Primer tipo de muerte. – Sin
preparación próxima ni remota, o sea, ausencia total de preparación. Es la
muerte de los grandes impíos, de los grandes incrédulos, de los grandes
enemigos de la Iglesia; la muerte de los que no se han contentado con ser
malos, sino que además han sido apóstoles del mal, han sembrado semillas de
pecado, han procurado arrastrar a la condenación al mayor número posible de
almas.
Estos no
han tenido preparación remota: han vivido siempre en pecado mortal. Y, por una
consecuencia lógica y casi inevitable, suelen morir también sin preparación
próxima, obstinados en su maldad. Porque, por lo general, señores, salvo raras
excepciones, la muerte no es más que un eco de la vida. Tal como es la vida, así
suele ser la muerte. Si el árbol está francamente inclinado hacia la derecha, o
francamente inclinado hacia la izquierda, lo corriente y normal es que, al caer
tronchado por el hacha, caiga, naturalmente, del lado a que está inclinado.

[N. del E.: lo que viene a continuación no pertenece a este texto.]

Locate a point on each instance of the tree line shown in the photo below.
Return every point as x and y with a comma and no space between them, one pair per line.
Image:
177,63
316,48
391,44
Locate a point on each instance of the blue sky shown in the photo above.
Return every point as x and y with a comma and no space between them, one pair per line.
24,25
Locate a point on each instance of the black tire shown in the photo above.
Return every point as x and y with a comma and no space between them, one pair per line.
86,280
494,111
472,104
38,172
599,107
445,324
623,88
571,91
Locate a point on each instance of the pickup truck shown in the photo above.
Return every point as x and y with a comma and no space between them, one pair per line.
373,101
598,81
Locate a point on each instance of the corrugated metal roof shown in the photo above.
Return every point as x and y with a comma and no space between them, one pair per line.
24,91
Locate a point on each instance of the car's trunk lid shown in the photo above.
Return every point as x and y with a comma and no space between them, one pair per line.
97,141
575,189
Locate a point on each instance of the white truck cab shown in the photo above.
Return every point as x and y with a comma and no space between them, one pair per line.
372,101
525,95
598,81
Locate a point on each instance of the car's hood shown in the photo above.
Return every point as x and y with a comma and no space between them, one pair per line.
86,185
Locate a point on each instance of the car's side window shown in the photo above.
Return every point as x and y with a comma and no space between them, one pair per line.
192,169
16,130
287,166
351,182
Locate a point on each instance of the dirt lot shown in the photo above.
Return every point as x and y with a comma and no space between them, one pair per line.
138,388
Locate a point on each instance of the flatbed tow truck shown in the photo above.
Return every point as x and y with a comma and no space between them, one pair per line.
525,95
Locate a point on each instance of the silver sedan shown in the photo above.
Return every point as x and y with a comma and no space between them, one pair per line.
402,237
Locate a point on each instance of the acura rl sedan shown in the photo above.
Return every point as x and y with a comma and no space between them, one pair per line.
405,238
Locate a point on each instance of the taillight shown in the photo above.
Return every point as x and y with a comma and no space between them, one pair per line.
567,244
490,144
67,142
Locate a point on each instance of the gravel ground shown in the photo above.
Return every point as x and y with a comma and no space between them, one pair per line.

Esta es la muerte sin preparación próxima ni remota. La de los grandes impíos,
la de los grandes herejes, la de los grandes enemigos de la Iglesia.
Esta fue
la muerte de Voltaire, el de las grandes carcajadas: “Ya estoy cansado de oír
que a Cristo le bastaron doce hombres para fundar su Iglesia y conquistar el
mundo. Voy a demostrar que basta uno solo para destruir la Iglesia de Cristo”.
¡Pobrecito!
Él sí que quedó destruido.
Escuchad.
Os voy a leer la declaración del médico Mr. Tronchin, protestante, que asistió
en su última enfermedad al patriarca de los incrédulos. Va a decirnos él,
personalmente, lo que vio:
“Poco
tiempo antes de su muerte, Mr. Voltaire, en medio de furiosas agitaciones,
gritaba furibundamente: Estoy abandonado de Dios y de los hombres. Se mordía
los dedos, y echando mano a su vaso de noche, se lo bebió. Hubiera querido yo
que todos los que han sido seducidos por sus libros hubieran sido testigos de
aquella muerte. No era posible presenciar semejante espectáculo”.
La
Marquesa de la Villete, en cuya casa murió Voltaire y que presenció sus últimos
momentos, escribe textualmente:
“Nada más
verdadero que cuanto Mr. Tronchin –el médico, cuya declaración acabo de leer–
afirma sobre los últimos instantes de Voltaire. Lanzaba gritos desaforados, se
revolvía, se le crispaban las manos, se laceraba con las uñas. Pocos minutos
antes de expirar llamó al abate Gaultier. Varias veces quiso hicieran venir a
un ministro de Jesucristo. Los amigos de Voltaire, que estaban en casa, se
opusieron bajo el temor de que la presencia de un sacerdote que recibiera el
postrer suspiro de su patriarca derrumbara la obra de su filosofía y
disminuyera sus adeptos. Al acercarse el fatal momento, una redoblada
desesperación se apoderó del moribundo. Gritaba que sentía una mano invisible
que le arrastraba ante el tribunal de Dios. Invocaba con gritos espantosos a
aquel Cristo que él había combatido durante toda su vida; maldecía a sus
compañeros de impiedad; después, deprecaba o injuriaba al cielo una vez tras
otra; finalmente, para calmar la ardiente sed que le devoraba, llevóse su vaso
de noche a la boca. Lanzó un último grito y expiró entre la inmundicia y la
sangre que le salía de la boca y de la nariz”.
Esta es
la muerte sin preparación próxima ni remota. Y conste, señores, que yo no
afirmo la condenación de Voltaire; yo no digo que esté en el infierno. La
Iglesia no lo ha dicho jamás. No sabemos lo que pudo ocurrir un segundo antes
de separarse el alma del cuerpo, cuando se había producido ya el fenómeno de la
muerte aparente. Pero sabemos lo que pasó en los últimos momentos visibles de
su vida, puesto que lo presenciaron los testigos que acabo de citar. Si está en
el infierno o no, eso no lo podemos asegurar, puesto que la Iglesia no lo ha dicho jamás. Pero, ¡qué
terrible manera de comparecer ante Dios: sin preparación próxima ni remota!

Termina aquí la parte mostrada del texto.